It's not just about what looks better, but what a costume piece actually "is." For instance, the old-old Gladiator shoulder was quite low-res, leading to some people using it to represent metal, others leather and still others carapace. When it was up-rezzed and made to look like beaten iron, most of those "other" designs no longer worked. That's what I mean when I say you have to invent information where none exists.

Low-res textures are a bit like a Rorschach ink blot test, in that they often look like splotches and each person who looks at them sees something different. My "uprezzing" them, you ARE making better textures, but you're also making much more specific textures at the same time. The more detail you add to an item, the more specific and particular and unique it becomes and the more uses it can no longer fill because it's obviously not what the low-res version might have looked like.

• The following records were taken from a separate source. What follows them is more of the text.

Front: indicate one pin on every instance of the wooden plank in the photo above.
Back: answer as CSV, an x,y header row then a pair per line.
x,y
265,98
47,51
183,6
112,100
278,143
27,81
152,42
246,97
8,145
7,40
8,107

Uprezzing old textures is a lot of work, since an artist would basically have to make brand new ones with the added burden of having to keep to a very strict look. It's like tracing over 320x240 graphics in Flash (which I've done), in the sense that sooner or later, you HAVE to start making your own details because the resolution is so poor small details turn into blotches. It's a lot of work, and at the end of the day, you're creating something that has a very high chance of not really being what people thought it should be. Again - look at the Medieval shoulders and tell me what pattern that is on the sides. I'm told it's a Celtic weave, but what kind? And is it really? Because it doesn't look like one to me.

That's why David made the decision he did - keep the old pieces, update whenever possible and leave both pieces in. He even wanted to work on a toggle button to hide "old" costume items in the editor, and tech for that already exists with the button which hides all items that aren't owned. That is, to me, the safer approach. Add "better" versions of old items, but don't remove the originals. Just hide them.


Quote:
Originally Posted by Arcanaville View Post
Samuel_Tow is the only poster that makes me want to punch him in the head more often when I'm agreeing with him than when I'm disagreeing with him.

 

Posted

Quote:
Originally Posted by Arcanaville View Post
[Science]
The notion of taking a grainy, low resolution photo and generating an enhanced version of that which has more detail is, for the most part, science fiction. However, the notion of taking a grainy, low resolution video and generating an enhanced version of it which appears to contain far more detail than the video appeared to take is actually not impossible in at least some cases. The concept existed twenty years ago and I studied it myself in college at one point (specifically, jitter induced subpixel detail). However, the technology to do it hasn't really existed until relatively recently. Today, the set of techniques are usually referred to as super resolution technology.
[/Science]
Pure guesswork here, but this wouldn't actually surprise me. Real-life video captured into a digital format and interpolated between pixels should hold a lot of information from that interpolation between the various frames, because the more detailed real world can flow between those more seamlessly.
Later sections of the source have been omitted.